The Resurrection Mass in olden times a was held in the early morning before the rising of the sun. At that time in history all churches in Ukraine were built to face the East. When the Mass was ending and the priest first said "Chrystos Voskres" (Christ Has Risen).  Following the Mass the people greeted each other in the traditional way, by kissing each other three times.  Sometimes there would be a procession around the church three times.  The people would then stand outside the church with their baskets filled with the food which they had prepared for the blessing ceremony. A lit candle was always placed in the baskets which were decorated with aromatic herbs and periwinkle. Immediately after the ceremony the family would hurry home to share the blessed paska and thus begin Easter breakfast.  On our way back from Chernigov we saw many people outside enjoying a picnic on a beautiful Spring day.  I imagined they were enjoying the contents of their Easter baskets!  Most stores were closed and few people were on the streets.  It truly seemed like families were celebrating a holy day.





During the Easter season the dead are remembered on Maundy Thursday (before Easter) and also during the whole week after Easter, especially on the first Sunday following Easter Sunday.  People gather in the cemetery, bringing with them a dish containing some food and liquor or wine, which they consume, leaving the rest at the graves.
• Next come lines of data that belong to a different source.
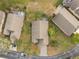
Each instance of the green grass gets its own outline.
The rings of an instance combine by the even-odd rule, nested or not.
[[[31,1],[38,0],[1,0],[0,1],[0,9],[5,10],[9,7],[19,6],[27,6],[27,4]],[[39,2],[45,2],[47,0],[39,0]],[[58,6],[62,3],[63,0],[52,0],[55,2],[51,2],[52,5]],[[54,3],[54,4],[53,4]],[[44,11],[30,11],[25,10],[26,19],[24,20],[24,26],[21,34],[20,40],[17,41],[18,51],[23,51],[28,55],[38,55],[39,49],[36,45],[31,42],[31,22],[37,19],[41,19],[42,17],[48,17],[44,14]],[[49,17],[50,18],[50,17]],[[61,49],[61,51],[67,50],[73,45],[79,43],[79,35],[72,35],[71,37],[67,37],[55,24],[51,22],[51,18],[49,21],[49,45],[54,48]]]

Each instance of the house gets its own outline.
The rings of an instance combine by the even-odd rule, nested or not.
[[[38,41],[48,44],[48,21],[46,20],[32,22],[32,42],[39,43]]]
[[[47,56],[48,21],[45,19],[32,22],[32,42],[38,44],[40,56]]]
[[[5,20],[5,12],[0,11],[0,34],[2,32],[2,27],[4,24],[4,20]]]
[[[4,35],[10,36],[12,43],[20,38],[24,21],[24,12],[8,13],[4,28]]]
[[[63,6],[58,6],[52,21],[67,35],[79,28],[79,21]]]
[[[63,5],[79,15],[79,0],[64,0]]]

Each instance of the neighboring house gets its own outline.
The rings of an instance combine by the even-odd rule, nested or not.
[[[5,12],[0,11],[0,34],[2,32],[2,27],[4,24],[4,20],[5,20]]]
[[[32,22],[32,42],[38,44],[40,56],[47,56],[48,21],[43,19]]]
[[[79,15],[79,0],[64,0],[63,5]]]
[[[4,35],[10,35],[10,40],[12,43],[16,39],[20,38],[22,26],[24,21],[24,12],[13,12],[8,13],[7,20],[4,28]]]
[[[71,36],[79,28],[79,21],[63,6],[55,11],[53,22],[67,35]]]

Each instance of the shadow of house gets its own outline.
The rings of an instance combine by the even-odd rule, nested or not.
[[[43,19],[32,22],[32,42],[38,44],[40,56],[47,56],[48,21]]]

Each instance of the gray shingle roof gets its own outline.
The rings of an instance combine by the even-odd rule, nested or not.
[[[4,35],[10,35],[10,39],[19,39],[23,21],[23,12],[8,13],[4,28]]]
[[[32,41],[38,43],[38,40],[43,40],[48,44],[48,21],[37,20],[32,22]]]
[[[56,10],[56,16],[52,20],[67,36],[70,36],[79,27],[78,20],[63,6]]]

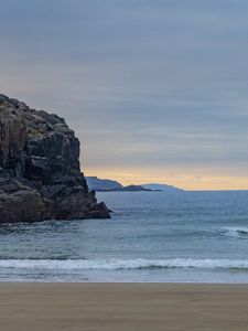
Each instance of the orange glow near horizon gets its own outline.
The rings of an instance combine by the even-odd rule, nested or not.
[[[153,170],[154,171],[154,170]],[[165,172],[165,171],[164,171]],[[100,179],[111,179],[123,185],[162,183],[184,190],[248,190],[248,177],[231,177],[228,174],[214,175],[212,173],[193,175],[191,171],[181,173],[180,171],[158,171],[151,174],[151,170],[140,169],[98,169],[85,168],[85,175],[97,175]]]

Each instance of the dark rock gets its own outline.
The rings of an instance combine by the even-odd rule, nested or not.
[[[65,120],[0,94],[0,223],[107,218]]]

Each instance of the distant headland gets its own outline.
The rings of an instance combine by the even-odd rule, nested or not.
[[[141,185],[130,184],[122,185],[120,182],[110,179],[99,179],[97,177],[86,177],[88,188],[96,192],[142,192],[142,191],[165,191],[165,192],[180,192],[183,191],[179,188],[160,184],[147,183]]]

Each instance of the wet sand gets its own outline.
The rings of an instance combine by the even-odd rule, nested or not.
[[[0,284],[2,331],[248,330],[248,285]]]

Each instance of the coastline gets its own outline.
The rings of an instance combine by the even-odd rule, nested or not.
[[[247,330],[248,285],[0,282],[4,331]]]

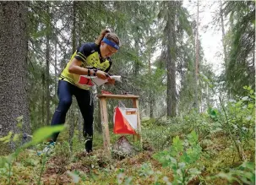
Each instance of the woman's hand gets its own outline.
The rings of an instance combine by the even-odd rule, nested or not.
[[[111,77],[107,79],[107,83],[108,84],[115,84],[115,79],[112,79]]]
[[[106,79],[110,78],[107,73],[105,73],[104,71],[101,71],[101,70],[97,70],[96,77],[98,77],[101,79]]]

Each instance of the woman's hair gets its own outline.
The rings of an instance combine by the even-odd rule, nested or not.
[[[117,34],[111,33],[108,29],[105,29],[101,30],[101,35],[98,36],[98,38],[95,41],[95,44],[100,45],[102,39],[106,37],[106,39],[115,42],[117,45],[120,46],[120,40]]]

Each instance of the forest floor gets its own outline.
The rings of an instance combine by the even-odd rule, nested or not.
[[[61,133],[60,144],[56,144],[51,155],[38,156],[35,149],[27,149],[19,155],[11,166],[2,166],[1,184],[254,184],[254,166],[251,169],[246,163],[248,166],[241,171],[239,166],[245,163],[236,150],[231,147],[233,144],[224,132],[209,134],[207,139],[199,135],[199,151],[193,153],[192,150],[186,150],[186,147],[182,148],[183,150],[176,158],[177,163],[180,161],[179,166],[173,168],[173,163],[168,162],[175,158],[168,155],[172,153],[170,145],[175,146],[175,141],[172,140],[174,136],[179,135],[180,141],[186,141],[188,133],[172,131],[166,134],[165,126],[154,128],[158,133],[151,133],[153,135],[146,132],[152,130],[152,128],[144,128],[143,148],[139,148],[138,143],[133,144],[133,138],[128,136],[137,147],[137,152],[131,156],[122,157],[124,158],[122,160],[120,157],[107,157],[101,134],[95,134],[94,151],[88,155],[84,151],[83,142],[79,142],[76,137],[71,153],[67,142],[68,133]],[[114,143],[118,137],[120,135],[112,134],[111,142]],[[39,146],[40,149],[42,147]],[[248,149],[243,154],[247,161],[254,166],[255,150],[253,146]],[[182,162],[179,155],[185,153],[198,156],[198,160],[189,164],[186,163],[187,161]],[[161,155],[157,154],[166,155],[162,156],[167,159],[167,162],[165,161],[166,163],[163,163],[159,157]],[[180,167],[182,164],[183,168]],[[11,168],[10,173],[8,167]],[[247,177],[245,180],[240,180],[242,178],[241,172],[249,173],[243,176]]]

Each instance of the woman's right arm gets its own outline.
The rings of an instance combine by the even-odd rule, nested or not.
[[[77,58],[74,57],[72,59],[71,64],[68,68],[68,72],[71,73],[79,74],[79,75],[88,75],[88,68],[84,68],[80,67],[82,64],[82,62],[78,60]],[[93,70],[90,70],[90,75],[94,74]],[[109,78],[109,75],[107,73],[105,73],[101,70],[97,70],[96,76],[101,79],[106,79]]]

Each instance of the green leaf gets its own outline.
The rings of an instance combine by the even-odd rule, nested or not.
[[[254,104],[249,103],[248,108],[248,109],[254,108]]]
[[[65,128],[64,125],[47,126],[41,128],[33,134],[32,144],[37,144],[38,143],[48,139],[54,133],[61,132]]]
[[[17,118],[16,118],[16,120],[19,122],[21,122],[22,120],[23,120],[23,115],[21,115],[20,117],[18,117]]]
[[[10,142],[12,134],[13,132],[10,131],[7,136],[0,138],[0,141],[3,141],[4,144]]]
[[[73,182],[78,183],[79,182],[80,177],[77,174],[71,172],[69,171],[68,171],[67,173],[68,176],[70,176],[72,177]]]
[[[183,150],[183,142],[180,139],[180,138],[177,135],[172,139],[172,146],[175,151],[177,153],[182,152]]]
[[[13,140],[17,141],[19,139],[19,135],[20,135],[19,133],[15,133],[14,136]]]

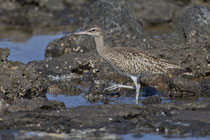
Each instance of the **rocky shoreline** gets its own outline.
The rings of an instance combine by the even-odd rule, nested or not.
[[[70,26],[69,20],[77,18],[75,23],[71,23],[74,26],[72,31],[79,27],[87,29],[92,25],[100,25],[104,28],[105,43],[110,47],[136,47],[187,67],[193,75],[142,78],[144,87],[150,86],[161,91],[157,96],[145,97],[143,105],[108,103],[66,108],[62,102],[47,100],[46,93],[72,96],[86,90],[84,98],[89,101],[109,100],[111,93],[103,93],[104,87],[112,83],[132,85],[132,82],[115,73],[100,58],[93,39],[88,36],[66,35],[56,39],[46,48],[45,60],[28,64],[8,61],[9,49],[1,48],[1,131],[71,134],[73,130],[95,129],[92,134],[95,137],[102,132],[138,135],[157,133],[184,137],[210,135],[208,1],[161,0],[159,4],[155,4],[154,0],[48,2],[15,0],[4,3],[0,0],[0,25],[35,26],[33,31],[36,32],[38,28],[47,26],[67,28]],[[35,12],[37,8],[39,12]],[[75,13],[72,14],[72,11]],[[23,19],[17,20],[21,15]],[[39,18],[34,20],[36,16]],[[164,29],[159,29],[167,28],[168,25],[173,29],[167,29],[167,34]],[[151,29],[151,32],[147,29]],[[135,94],[133,90],[119,92],[119,96]],[[174,101],[163,102],[163,97]]]

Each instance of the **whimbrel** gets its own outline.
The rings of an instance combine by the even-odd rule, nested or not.
[[[104,44],[103,33],[100,27],[93,27],[86,31],[76,32],[77,35],[90,35],[94,37],[96,50],[119,74],[129,76],[133,86],[115,84],[105,90],[118,88],[136,89],[136,102],[138,103],[140,92],[140,78],[148,75],[184,73],[188,69],[172,64],[164,59],[158,59],[152,55],[145,54],[140,50],[129,47],[108,47]]]

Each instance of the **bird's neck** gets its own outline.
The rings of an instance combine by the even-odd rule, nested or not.
[[[109,47],[107,47],[104,44],[103,36],[94,37],[96,42],[96,50],[102,57],[106,54],[106,51],[108,51]]]

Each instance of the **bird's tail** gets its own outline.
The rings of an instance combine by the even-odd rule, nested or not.
[[[179,74],[192,75],[192,70],[189,68],[171,68],[169,69],[169,73],[174,75],[179,75]]]

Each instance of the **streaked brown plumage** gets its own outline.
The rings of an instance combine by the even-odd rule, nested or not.
[[[97,52],[103,57],[119,74],[129,76],[136,86],[136,101],[138,102],[140,83],[138,78],[155,74],[179,74],[189,72],[188,69],[172,64],[164,59],[158,59],[140,50],[128,47],[108,47],[104,44],[103,33],[99,27],[93,27],[87,31],[74,34],[91,35],[95,39]],[[130,88],[126,85],[113,85],[105,90],[116,88]]]

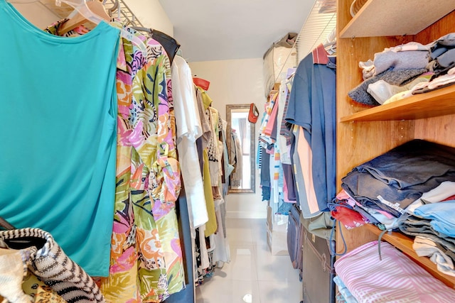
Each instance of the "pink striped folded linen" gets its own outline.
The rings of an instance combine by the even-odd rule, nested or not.
[[[359,303],[453,303],[455,290],[387,242],[368,243],[341,257],[335,270]]]

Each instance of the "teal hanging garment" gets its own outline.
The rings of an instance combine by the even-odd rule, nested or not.
[[[0,216],[109,274],[119,30],[52,35],[0,0]]]

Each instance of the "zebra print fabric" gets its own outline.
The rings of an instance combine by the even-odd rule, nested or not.
[[[1,242],[9,248],[29,249],[28,269],[68,303],[105,302],[93,279],[47,231],[30,228],[0,231],[0,246]]]

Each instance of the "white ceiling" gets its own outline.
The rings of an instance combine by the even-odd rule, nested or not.
[[[299,33],[314,0],[159,0],[188,62],[262,57]]]

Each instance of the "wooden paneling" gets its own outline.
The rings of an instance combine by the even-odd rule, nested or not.
[[[378,4],[380,1],[381,3],[388,3],[392,6],[406,4],[399,10],[400,13],[405,14],[402,16],[410,13],[412,18],[417,21],[422,18],[422,16],[415,15],[418,11],[422,13],[422,10],[417,6],[429,5],[427,10],[431,11],[434,5],[449,3],[445,0],[433,1],[429,4],[417,0],[369,0],[368,4],[371,5],[373,1]],[[345,27],[351,22],[352,18],[349,14],[351,2],[352,0],[338,0],[337,6],[336,169],[338,190],[341,189],[341,178],[353,167],[412,139],[425,139],[455,147],[455,88],[442,89],[398,101],[400,103],[394,105],[373,109],[357,104],[348,97],[349,91],[363,81],[361,70],[358,67],[359,61],[373,60],[375,53],[381,52],[387,47],[409,41],[427,44],[445,34],[455,32],[455,12],[451,12],[415,35],[358,38],[358,35],[346,34],[348,38],[341,38],[341,31],[348,33]],[[410,3],[414,3],[414,5],[410,7]],[[449,9],[450,11],[455,6],[451,4],[446,10]],[[384,7],[381,9],[389,13],[395,9]],[[424,14],[424,10],[423,13]],[[362,13],[361,10],[358,13]],[[360,16],[356,18],[359,20],[360,18]],[[403,17],[400,22],[404,21],[406,18]],[[384,18],[385,23],[391,23],[393,26],[400,26],[398,23],[400,22],[388,20],[385,17]],[[368,21],[370,23],[368,24],[370,28],[380,27],[374,19]],[[358,26],[354,24],[353,21],[349,26],[350,31],[357,30],[355,27]],[[350,38],[354,35],[357,38]],[[370,226],[350,231],[343,227],[338,228],[336,236],[337,252],[341,253],[343,249],[341,236],[346,241],[348,250],[351,250],[365,243],[378,239],[379,233],[378,228]],[[385,235],[383,239],[405,251],[447,285],[451,287],[455,285],[455,279],[439,272],[436,265],[428,258],[417,257],[412,252],[412,240],[408,237],[392,233]]]
[[[455,0],[368,0],[341,38],[415,35],[447,14]]]

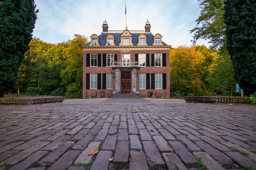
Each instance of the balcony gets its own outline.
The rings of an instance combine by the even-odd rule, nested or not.
[[[111,66],[112,68],[120,67],[140,67],[138,61],[114,61],[113,62]]]

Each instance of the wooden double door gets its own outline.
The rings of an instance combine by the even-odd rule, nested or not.
[[[131,93],[131,71],[121,72],[121,93],[130,94]]]

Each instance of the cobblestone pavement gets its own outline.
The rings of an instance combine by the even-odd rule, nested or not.
[[[104,98],[0,114],[0,169],[256,168],[256,106]]]

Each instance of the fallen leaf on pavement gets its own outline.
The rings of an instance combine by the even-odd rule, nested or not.
[[[95,154],[98,154],[98,152],[99,152],[99,149],[93,149],[90,151],[89,152],[89,153],[88,153],[88,155],[92,155],[92,156],[94,155]]]

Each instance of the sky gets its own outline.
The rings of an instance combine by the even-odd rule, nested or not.
[[[99,35],[106,19],[108,30],[124,30],[126,18],[129,30],[145,30],[147,20],[153,35],[176,48],[190,46],[201,9],[198,0],[34,0],[37,14],[33,37],[58,43],[72,39],[74,34],[89,39]],[[197,44],[210,45],[200,40]]]

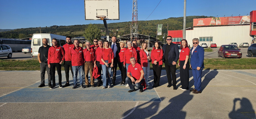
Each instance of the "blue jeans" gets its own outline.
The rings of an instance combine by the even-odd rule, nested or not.
[[[105,62],[108,63],[109,62],[109,61],[105,60]],[[108,85],[110,86],[111,85],[111,80],[110,77],[109,76],[109,75],[108,74],[108,73],[107,71],[107,68],[108,69],[109,72],[111,76],[111,69],[112,68],[111,67],[108,68],[107,67],[107,66],[106,66],[105,64],[101,64],[101,67],[102,68],[102,72],[103,74],[103,77],[102,78],[103,87],[105,87],[106,86],[107,80],[108,80],[107,81]]]
[[[134,78],[136,81],[136,79]],[[141,90],[143,89],[143,86],[142,86],[141,84],[143,83],[143,82],[145,81],[145,80],[144,80],[144,78],[143,78],[141,80],[141,82],[137,83],[135,84],[135,86],[136,87],[140,89],[140,90]],[[127,77],[125,79],[125,81],[126,81],[126,82],[127,82],[127,84],[129,85],[129,86],[130,87],[130,89],[131,89],[131,90],[133,90],[135,89],[135,88],[134,87],[134,86],[132,84],[132,80],[130,78]]]
[[[77,73],[79,73],[80,85],[83,83],[83,66],[72,66],[74,76],[73,77],[74,85],[77,85]]]

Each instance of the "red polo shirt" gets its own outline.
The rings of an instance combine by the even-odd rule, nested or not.
[[[141,77],[141,71],[143,70],[142,67],[140,64],[136,63],[135,66],[133,67],[132,64],[131,64],[128,66],[128,71],[127,73],[130,73],[132,74],[132,77],[136,80],[138,80]]]
[[[181,49],[180,53],[179,54],[180,61],[184,61],[186,60],[186,56],[189,56],[190,50],[189,48],[187,47],[185,48],[183,48]]]

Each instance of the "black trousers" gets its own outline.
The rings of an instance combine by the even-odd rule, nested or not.
[[[74,77],[74,73],[73,73],[73,70],[72,69],[72,64],[71,61],[64,61],[64,69],[65,69],[65,73],[66,74],[66,80],[67,82],[69,82],[69,68],[71,70],[71,73],[72,73],[72,79]]]
[[[122,81],[125,82],[126,78],[126,68],[124,67],[124,62],[118,62],[118,67],[121,71],[121,76],[122,77]]]
[[[59,63],[50,63],[51,65],[51,79],[52,81],[52,85],[56,85],[55,83],[55,68],[57,69],[57,72],[59,77],[59,84],[61,84],[61,65]]]
[[[176,86],[177,82],[176,81],[176,65],[173,65],[172,63],[169,63],[167,61],[165,62],[165,70],[166,70],[166,75],[168,80],[168,84],[172,85],[172,80],[173,85]],[[171,75],[171,74],[172,75]]]
[[[100,72],[100,75],[97,78],[98,81],[97,82],[97,84],[100,84],[102,83],[102,81],[101,80],[101,70],[102,68],[101,68],[101,64],[100,64],[100,62],[96,61],[96,65],[98,67],[98,71]]]
[[[183,69],[183,66],[185,64],[185,60],[181,61],[180,63],[180,83],[181,88],[183,89],[188,89],[188,83],[189,81],[189,62],[186,64],[186,68]]]
[[[154,74],[154,85],[157,86],[159,86],[159,82],[160,81],[160,77],[161,76],[161,72],[162,71],[162,67],[163,65],[159,65],[159,62],[157,62],[156,65],[152,64],[153,67],[153,73]]]
[[[117,57],[116,57],[114,58],[114,63],[115,64],[115,67],[113,68],[113,79],[112,82],[114,82],[115,81],[115,77],[116,76],[116,69],[117,68],[117,64],[118,61],[117,60]]]

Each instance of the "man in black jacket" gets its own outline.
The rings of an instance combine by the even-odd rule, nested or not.
[[[176,90],[177,82],[175,72],[176,72],[176,64],[179,59],[179,52],[178,45],[172,43],[172,36],[167,36],[166,40],[167,43],[164,45],[163,47],[163,50],[164,52],[163,60],[165,63],[168,80],[168,84],[167,87],[169,87],[172,86],[172,80],[173,89]]]
[[[113,71],[113,80],[112,82],[113,82],[113,85],[115,85],[115,78],[116,76],[116,68],[117,68],[117,63],[118,62],[118,54],[120,52],[121,48],[120,47],[120,44],[119,43],[116,43],[116,36],[112,36],[111,40],[112,42],[110,42],[110,44],[111,48],[113,50],[114,52],[114,63],[115,65],[113,69],[114,70]]]

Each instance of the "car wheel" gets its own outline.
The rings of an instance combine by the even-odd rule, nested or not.
[[[9,54],[8,54],[8,56],[7,56],[7,57],[8,58],[12,58],[12,55],[11,53],[9,53]]]
[[[248,52],[248,57],[253,57],[253,56],[252,55],[252,52],[251,51],[249,51]]]
[[[225,57],[224,57],[224,54],[222,54],[222,59],[225,59],[226,58]]]

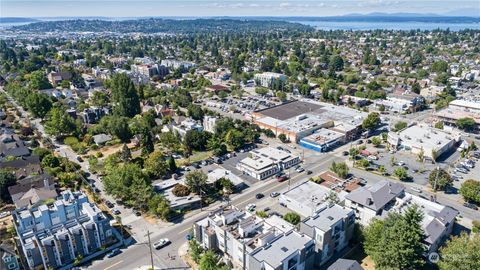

This tradition is still very alive in Ukraine and cemeteries have built-in tables and benches around the tombs for this important moment.  People usually come and clean the tomb area, then celebrate with eating and drinking; they will then leave on the tomb some food and drink even unopened.  It is part of the Ukrainian tradition as well that the poor people are allowed to come later in the cemeteries late in the evening in order to retrieve the food that has been left for them intentionally.  People also can leave lit candles on graves.  There are enclosed votive-type candles that can be bought which would be safe and shielded from wind. (See stacks of these colored cylinders behind the baskets and in front of the flowers in the grocery store photo above)



This seems like a wonderful time to do the Spring cleaning of cemetery plots and then remember the overarching blessings of Easter.  During the Easter season, when you meet people you say "Christ is risen" and the reply should be "Truly risen".  That knowledge is in our hearts and central to all we are doing here in Ukraine.  All people will be resurrected and live forever.  But also because of Christ's atonement, we can be forgiven of our sins and may be helped to follow His Gospel in serving and loving those around us.  And we may prepare ourselves to live together with family members and with our Heavenly Father and His beloved Son, Jesus Christ.